Another thing I have noticed, I have a hard time watching a lot of the kid's Christmas specials I used to watch as a kid (or at least as best I could with that giant cloud in front of me called Cataracts). I know, grown up men without kids shouldn't watch these programs, and if they do it's to fucking creepy, but what's wrong with a little nostalgia. I have probably touched on this in the past, but more and more I have noticed that whenever one of these specials come on TV, I either make it a point to avoid it, or try to watch it and have to “tap out” after a couple minutes. For some stupid reason, when I watch these shows, I get a feeling of sadness and uncomfortableness that I have to stop watching. It's like the same uneasiness I get whenever I try to talk to people about how it was like when I had Cataracts. If anyone who has tried to talk to me about that, you know how antsy I get, I get douche chills, and eventually I do all I can to change the subject. There's a lot about the subject that I don't like to talk about, I don't know why, it just bugs the hell out of me. So as a result of that, kids specials on TV from my youth aren't “must see” in my life. Should be interesting if I ever have kids and have to endure these specials with them.

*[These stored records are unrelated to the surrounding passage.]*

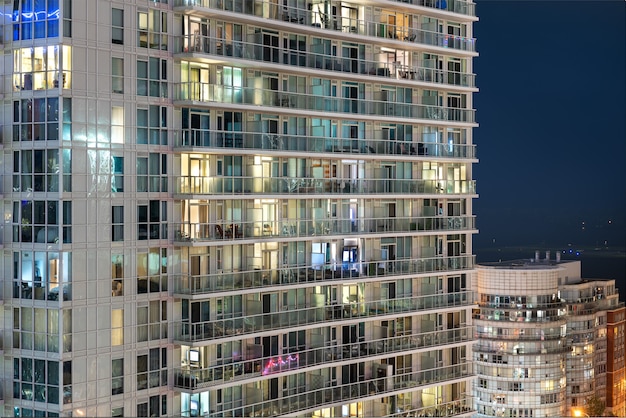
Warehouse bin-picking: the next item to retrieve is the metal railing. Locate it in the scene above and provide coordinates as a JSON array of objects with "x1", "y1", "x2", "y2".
[
  {"x1": 174, "y1": 35, "x2": 476, "y2": 88},
  {"x1": 174, "y1": 129, "x2": 476, "y2": 159},
  {"x1": 174, "y1": 255, "x2": 475, "y2": 295},
  {"x1": 174, "y1": 327, "x2": 472, "y2": 390},
  {"x1": 173, "y1": 82, "x2": 474, "y2": 123},
  {"x1": 174, "y1": 176, "x2": 476, "y2": 196},
  {"x1": 174, "y1": 0, "x2": 476, "y2": 39},
  {"x1": 174, "y1": 255, "x2": 475, "y2": 295},
  {"x1": 173, "y1": 291, "x2": 475, "y2": 343},
  {"x1": 169, "y1": 215, "x2": 476, "y2": 241},
  {"x1": 181, "y1": 362, "x2": 474, "y2": 417}
]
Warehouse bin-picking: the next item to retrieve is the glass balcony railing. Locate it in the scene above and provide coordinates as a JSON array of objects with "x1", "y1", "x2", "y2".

Ok on a different note: I”m going to try some different things, try to make things more diverse in my life. Should try some new drinks this weekend, just to keep away from straight “beer, beer, beer” I usually do. maybe I'll try some Jagermeister again. tried it years ago, and I want to try it again. Hopefully it won't drive me bat-shit insane type of drunk. Then again the last night I went out and there were shots involved, I saw a guy down shot after shot, and as fine as he seemed when he left, he wasn't when he got home (wrote about it a few months ago).